L’histoire a fait les manchettes et elle est parue dans une publication d’un dessin humoristique de Ripley’s Believe It or Not!, dans un journal américain.
« Le testament de Harris est un exemple de brièveté et de lucidité parmi les testaments olographes », conclut Geoff Ellwand dans son long examen de l’histoire de ce document pour la Saskatchewan Law Review en 2014.
Le but d’un testament
Les testaments sont habituellement établis pour tenir compte des personnes qui nous survivront.
Le testament de M. Harris fait preuve de génie pour sa concision et sa clarté, mais son avocat a travaillé d’arrache-pied pour en garantir la validité devant le tribunal. De vagues directives peuvent laisser place à l’interprétation et aux différends, et fréquemment exposer l’exécuteur testamentaire (ou liquidateur de succession) à des litiges.
Avocate en droit successoral depuis plus de 30 ans, Lynne Butler a souvent été témoin de différends, de querelles et de contestations en cour. Selon elle, c’est évitable en grande partie. De plus, dans la plupart des cas, l’exécuteur testamentaire assume le fardeau de ces problèmes.
« Les gens se blessent énormément les uns les autres dans le cadre de successions. La façon dont les gens traitent leur prochain me sidère », mentionne l’avocate qui travaille à St. John’s, à Terre-Neuve-et-Labrador. « Cela devient tout simplement horrible. Il est inutile de prendre les choses de façon personnelle, mais certains le font. »
Une partie du problème, ajoute Scot Dalton, directeur général chez ERAssure, un fournisseur d’assurance pour exécuteurs testamentaires, réside dans le fait que la personne nommée à titre d’exécuteur testamentaire est souvent un membre de la famille à qui l’on fait confiance, sans que cette personne n'ait nécessairement les compétences pertinentes pour réaliser cette tâche. Ce rôle ne représente pas seulement une obligation familiale, mais aussi légale, qui peut exiger du temps et comporter des risques.
« L’administration d’une succession ressemble à l’exploitation d’une entreprise… Vous devriez également considérer les personnes dotées de certaines compétences », explique M. Dalton, en précisant que la tâche est souvent plus longue et laborieuse que ce à quoi les parties concernées s’attendent.
Ne servez pas de paratonnerre
Pour éviter les pièges et les difficultés, l’astuce consiste à passer par les étapes de la planification de la succession et du testament.

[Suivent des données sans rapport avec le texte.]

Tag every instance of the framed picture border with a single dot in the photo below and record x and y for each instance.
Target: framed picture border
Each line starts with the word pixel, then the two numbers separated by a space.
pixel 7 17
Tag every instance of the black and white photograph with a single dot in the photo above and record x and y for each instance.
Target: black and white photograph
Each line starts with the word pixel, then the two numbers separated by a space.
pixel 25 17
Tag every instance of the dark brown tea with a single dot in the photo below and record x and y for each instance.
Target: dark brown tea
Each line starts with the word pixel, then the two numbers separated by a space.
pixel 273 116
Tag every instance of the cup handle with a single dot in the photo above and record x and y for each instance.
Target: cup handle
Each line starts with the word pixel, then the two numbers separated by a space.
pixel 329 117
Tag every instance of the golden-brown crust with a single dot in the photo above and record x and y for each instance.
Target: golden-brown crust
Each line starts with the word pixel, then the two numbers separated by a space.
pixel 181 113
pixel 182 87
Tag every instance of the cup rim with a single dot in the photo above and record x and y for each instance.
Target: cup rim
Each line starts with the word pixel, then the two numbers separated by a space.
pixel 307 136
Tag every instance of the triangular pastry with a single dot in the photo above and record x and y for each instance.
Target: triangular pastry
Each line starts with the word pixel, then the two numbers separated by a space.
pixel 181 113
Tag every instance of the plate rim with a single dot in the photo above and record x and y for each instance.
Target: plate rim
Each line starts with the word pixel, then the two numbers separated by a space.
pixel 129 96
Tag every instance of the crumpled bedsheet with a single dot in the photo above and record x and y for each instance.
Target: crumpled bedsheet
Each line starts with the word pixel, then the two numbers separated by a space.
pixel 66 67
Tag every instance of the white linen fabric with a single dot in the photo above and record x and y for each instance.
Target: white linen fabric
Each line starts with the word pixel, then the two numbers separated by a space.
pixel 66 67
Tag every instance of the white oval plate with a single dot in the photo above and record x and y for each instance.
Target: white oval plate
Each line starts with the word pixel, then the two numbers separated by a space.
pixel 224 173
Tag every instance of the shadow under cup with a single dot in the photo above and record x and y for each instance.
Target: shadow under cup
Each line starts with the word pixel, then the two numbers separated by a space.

Un exécuteur testamentaire devant se résoudre à interpréter les volontés présentes dans un testament vague ou comportant des incohérences peut devenir la cible des querelles et des litiges qui en découlent.
Il peut également trouver cette tâche accablante, qui peut facilement s’étirer sur plus de deux ou trois années, et demander à être indemnisé par la succession, souvent au grand regret des légataires, ce qui peut entraîner de nouveau de possibles contestations. Une disposition sur l’indemnisation dans le testament ne laisse aucune place au débat.
Le legs d’un chalet à partager entre tous les enfants est souvent épineux. Me Butler suggère d’ajouter la possibilité que l’un des légataires l’achète en utilisant sa part de l’héritage comme mise de fonds, afin de faciliter la transition.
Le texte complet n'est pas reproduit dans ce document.